Official figures show the cost of living has fallen by about 6 per cent in the last year. But Fr Healy said the poorest have already been hit by a 2 per cent cut with the axing of the Christmas bonus while education costs have continued to rise.

One third of requests for help from St Vincent de Paul are to pay food and household bills, he said. “It was not the poor, it was not the vulnerable who caused the crisis that Ireland is facing but now it is the poor, it is the vulnerable who are actually paying the cost,” Fr Healy said.

Social Justice Ireland criticised the way savings were found and the tax system. “Government’s rhetoric about protecting the vulnerable and promoting the economy is not matched by its decisions in Budget 2010,” Fr Healy said.

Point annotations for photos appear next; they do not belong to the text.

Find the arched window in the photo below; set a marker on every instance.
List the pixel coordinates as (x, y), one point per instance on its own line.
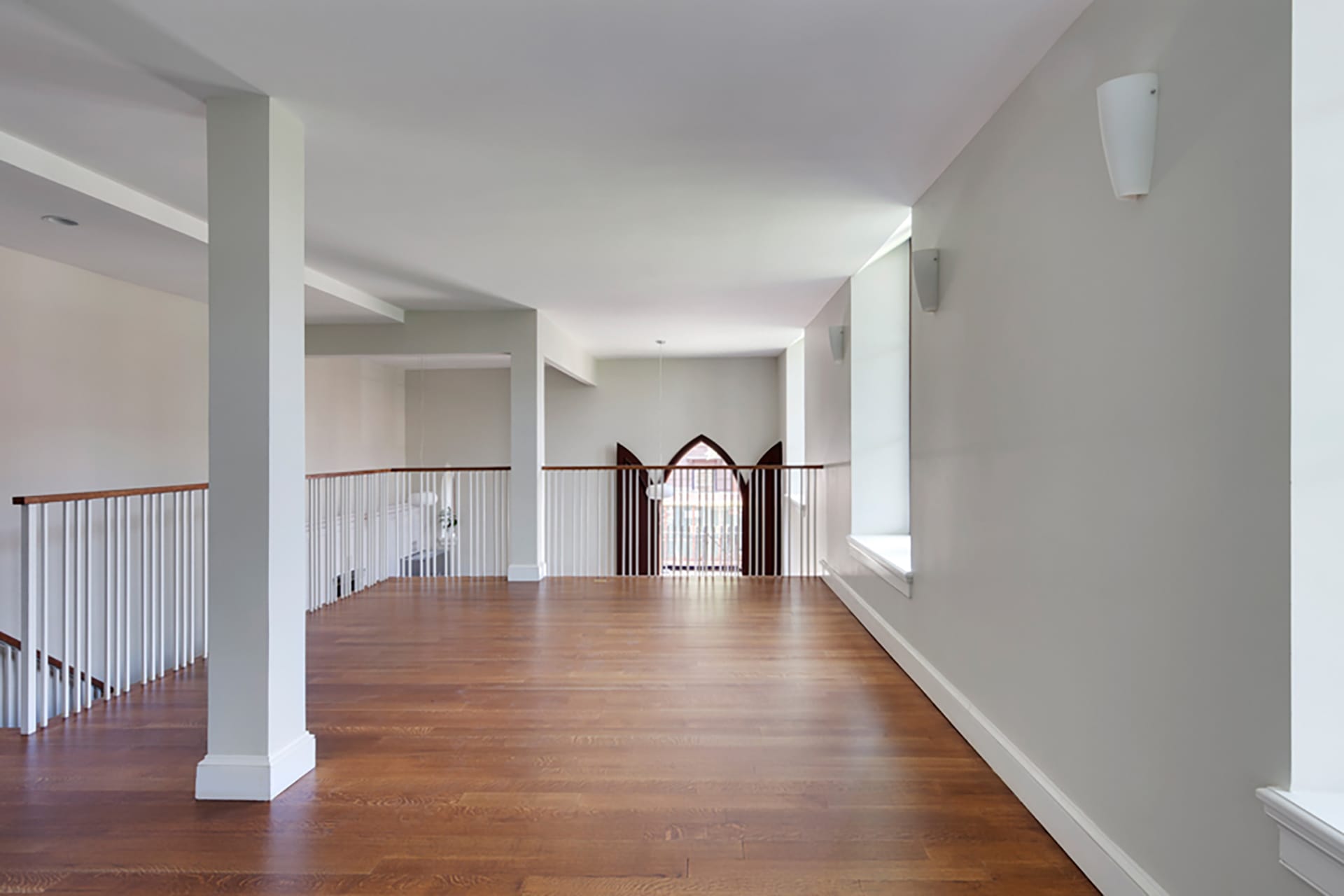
(702, 516)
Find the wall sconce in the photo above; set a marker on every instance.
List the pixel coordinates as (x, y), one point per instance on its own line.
(924, 269)
(838, 343)
(1128, 111)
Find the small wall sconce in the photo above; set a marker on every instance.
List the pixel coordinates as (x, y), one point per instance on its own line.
(1128, 111)
(838, 343)
(924, 269)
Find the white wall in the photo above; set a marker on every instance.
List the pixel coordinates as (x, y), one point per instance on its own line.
(793, 403)
(104, 387)
(457, 418)
(827, 399)
(1101, 441)
(1317, 397)
(355, 414)
(733, 400)
(878, 343)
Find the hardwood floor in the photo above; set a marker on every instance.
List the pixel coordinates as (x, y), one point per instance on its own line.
(662, 736)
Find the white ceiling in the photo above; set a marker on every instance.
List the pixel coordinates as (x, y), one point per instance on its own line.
(480, 362)
(704, 171)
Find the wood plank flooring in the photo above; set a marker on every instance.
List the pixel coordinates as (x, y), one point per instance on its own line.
(638, 736)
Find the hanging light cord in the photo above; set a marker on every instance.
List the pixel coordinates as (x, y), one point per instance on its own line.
(662, 422)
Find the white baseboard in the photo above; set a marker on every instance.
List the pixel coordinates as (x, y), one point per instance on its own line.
(526, 571)
(255, 778)
(1109, 868)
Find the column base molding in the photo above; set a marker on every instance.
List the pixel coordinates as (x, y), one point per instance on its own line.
(526, 571)
(255, 778)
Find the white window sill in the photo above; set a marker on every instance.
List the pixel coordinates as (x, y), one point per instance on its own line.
(1310, 836)
(888, 555)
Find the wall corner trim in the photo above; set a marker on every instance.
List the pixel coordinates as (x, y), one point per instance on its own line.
(526, 571)
(1109, 868)
(1308, 846)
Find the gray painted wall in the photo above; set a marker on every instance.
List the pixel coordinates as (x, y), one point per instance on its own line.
(1101, 440)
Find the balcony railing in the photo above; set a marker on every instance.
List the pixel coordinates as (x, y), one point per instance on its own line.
(115, 583)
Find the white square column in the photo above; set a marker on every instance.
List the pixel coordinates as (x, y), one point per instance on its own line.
(527, 449)
(258, 742)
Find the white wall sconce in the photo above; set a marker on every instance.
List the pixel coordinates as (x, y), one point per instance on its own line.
(1128, 111)
(924, 269)
(838, 343)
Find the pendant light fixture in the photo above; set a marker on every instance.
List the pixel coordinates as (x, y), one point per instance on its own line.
(660, 489)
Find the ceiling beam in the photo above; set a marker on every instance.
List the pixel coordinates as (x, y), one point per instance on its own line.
(59, 169)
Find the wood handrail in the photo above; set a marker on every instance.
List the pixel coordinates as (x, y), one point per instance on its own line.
(672, 466)
(412, 469)
(202, 486)
(51, 662)
(112, 493)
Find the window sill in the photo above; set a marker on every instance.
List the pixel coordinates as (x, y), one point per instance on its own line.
(888, 555)
(1310, 836)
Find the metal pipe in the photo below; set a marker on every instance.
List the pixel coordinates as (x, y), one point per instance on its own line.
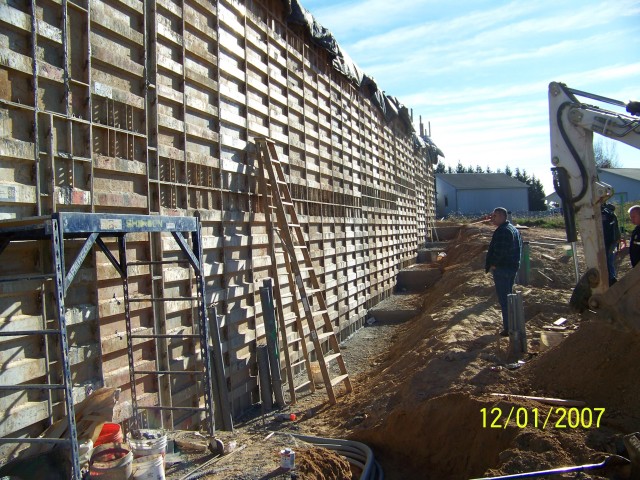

“All in all a depressing, unfair and unjust Budget,” he said. “Far better options were available that would have protected the vulnerable and promoted the economy. Government chose instead to favour those who are better off over the most vulnerable.”

Fr Healy said the Government had failed to significantly increase the tax-take, leaving Ireland with one of the lowest total tax takes in the EU and this was the main reason the Exchequer had no money to protect social services or promote the economy.

He welcomed the carbon tax but said it failed to protect vulnerable people on low incomes or living in rural areas without access to public transport.